Hopefully the apparent contradiction I'm trying to resolve is clear:
either the q2 tutorials are correct in that no 5' end primer trimming is needed, because the primer seq doesn't exist in the digital files (not fluorescent?). Or, the DADA2 ITS tutorial is correct, that these 5' end primers do exist in all sequencing reads regardless of read-through, and should be removed. They can't both be correct, is my understanding.

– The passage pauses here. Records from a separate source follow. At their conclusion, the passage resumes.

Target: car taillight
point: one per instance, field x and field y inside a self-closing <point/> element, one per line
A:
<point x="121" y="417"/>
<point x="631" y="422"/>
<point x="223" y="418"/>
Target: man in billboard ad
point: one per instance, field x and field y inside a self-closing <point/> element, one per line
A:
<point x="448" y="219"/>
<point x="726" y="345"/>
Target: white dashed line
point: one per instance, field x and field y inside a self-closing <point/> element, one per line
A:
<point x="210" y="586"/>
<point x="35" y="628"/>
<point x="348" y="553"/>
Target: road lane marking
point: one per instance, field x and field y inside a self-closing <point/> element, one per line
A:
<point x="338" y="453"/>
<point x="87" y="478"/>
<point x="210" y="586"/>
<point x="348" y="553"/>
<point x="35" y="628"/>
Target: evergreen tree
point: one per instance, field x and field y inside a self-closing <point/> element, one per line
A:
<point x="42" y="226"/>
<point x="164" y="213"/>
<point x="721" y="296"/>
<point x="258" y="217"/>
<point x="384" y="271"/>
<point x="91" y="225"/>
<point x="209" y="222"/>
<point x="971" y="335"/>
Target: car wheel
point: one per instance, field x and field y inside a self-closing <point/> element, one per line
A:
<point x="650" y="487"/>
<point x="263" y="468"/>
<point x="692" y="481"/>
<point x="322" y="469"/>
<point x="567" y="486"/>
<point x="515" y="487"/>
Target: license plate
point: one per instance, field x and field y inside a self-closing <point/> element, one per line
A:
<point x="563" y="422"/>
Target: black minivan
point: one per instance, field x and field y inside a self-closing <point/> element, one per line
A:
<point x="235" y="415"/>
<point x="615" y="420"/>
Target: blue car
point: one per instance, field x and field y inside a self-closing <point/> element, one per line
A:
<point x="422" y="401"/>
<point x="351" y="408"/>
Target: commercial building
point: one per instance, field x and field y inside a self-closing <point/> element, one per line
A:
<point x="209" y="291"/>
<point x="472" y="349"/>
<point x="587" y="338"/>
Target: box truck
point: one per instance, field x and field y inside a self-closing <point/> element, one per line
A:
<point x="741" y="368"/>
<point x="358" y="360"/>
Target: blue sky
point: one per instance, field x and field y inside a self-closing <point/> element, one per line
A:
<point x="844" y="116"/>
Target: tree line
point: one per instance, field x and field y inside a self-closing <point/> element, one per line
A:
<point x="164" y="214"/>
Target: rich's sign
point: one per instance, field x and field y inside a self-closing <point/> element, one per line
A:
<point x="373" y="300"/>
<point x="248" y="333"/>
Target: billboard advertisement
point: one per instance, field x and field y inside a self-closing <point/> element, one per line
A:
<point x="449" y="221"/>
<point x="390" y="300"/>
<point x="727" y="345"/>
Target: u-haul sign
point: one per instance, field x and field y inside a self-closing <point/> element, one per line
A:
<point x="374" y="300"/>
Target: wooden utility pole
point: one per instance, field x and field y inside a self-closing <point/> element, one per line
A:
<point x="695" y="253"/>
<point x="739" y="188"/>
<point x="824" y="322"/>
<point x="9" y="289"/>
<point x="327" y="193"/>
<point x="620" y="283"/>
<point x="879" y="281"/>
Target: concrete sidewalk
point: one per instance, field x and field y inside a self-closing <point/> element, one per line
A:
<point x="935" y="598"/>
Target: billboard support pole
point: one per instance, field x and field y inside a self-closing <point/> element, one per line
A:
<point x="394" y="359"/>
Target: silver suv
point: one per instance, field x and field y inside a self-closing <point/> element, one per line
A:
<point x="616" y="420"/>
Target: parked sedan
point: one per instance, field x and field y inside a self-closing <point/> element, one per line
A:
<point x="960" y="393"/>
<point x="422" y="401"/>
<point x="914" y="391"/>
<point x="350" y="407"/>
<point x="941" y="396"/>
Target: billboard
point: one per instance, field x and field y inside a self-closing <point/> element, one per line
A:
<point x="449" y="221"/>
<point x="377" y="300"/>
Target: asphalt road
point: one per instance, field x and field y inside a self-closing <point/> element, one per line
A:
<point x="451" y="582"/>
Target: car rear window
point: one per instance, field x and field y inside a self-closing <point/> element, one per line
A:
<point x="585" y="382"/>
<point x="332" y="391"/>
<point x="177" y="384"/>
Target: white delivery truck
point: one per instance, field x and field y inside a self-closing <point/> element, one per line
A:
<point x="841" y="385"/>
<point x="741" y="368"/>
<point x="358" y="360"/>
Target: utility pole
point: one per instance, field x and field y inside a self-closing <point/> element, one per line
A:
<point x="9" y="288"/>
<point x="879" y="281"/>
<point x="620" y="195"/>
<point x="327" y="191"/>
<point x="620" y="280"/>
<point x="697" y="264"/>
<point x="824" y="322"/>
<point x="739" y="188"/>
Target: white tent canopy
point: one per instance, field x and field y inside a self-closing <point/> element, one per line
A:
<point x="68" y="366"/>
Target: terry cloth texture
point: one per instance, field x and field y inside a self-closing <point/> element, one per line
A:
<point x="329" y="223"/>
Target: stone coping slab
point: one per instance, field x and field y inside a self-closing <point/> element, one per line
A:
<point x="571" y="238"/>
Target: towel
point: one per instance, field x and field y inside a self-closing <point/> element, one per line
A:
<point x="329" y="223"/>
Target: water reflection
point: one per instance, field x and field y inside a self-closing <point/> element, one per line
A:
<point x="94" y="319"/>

Maybe the critical piece(s) of info I'm missing are related to this comment from one of your previous helpful posts:
This is assuming the sequencing protocol used sequences through the primer, i.e. is present in the 5' region of your reads.
My understanding is that the structure of un-merged reads with NO read-through would be as follows:
Forward reads:
5' -- Forward seq-primer -- DNA insert --- some noisy N's; no R primer seq -- 3'
Reverse reads:
5' -- Reverse seq-primer -- DNA insert -- some noisy N's, no F primer seq -- 3'
Structure of un-merged reads that DO have primer read-through:
Forward reads:
5' -- Forward seq-primer -- DNA insert --- RevComp of Reverse seq-primer -- 3'
Reverse reads:
5' -- Reverse seq-primer -- DNA insert -- RevComp of Forward seq-primer -- 3'
So, wouldn't read-through be at the 3' end of reads (the RevComp), not the 5' end, like your quote above?
Thanks again for any suggestions or info!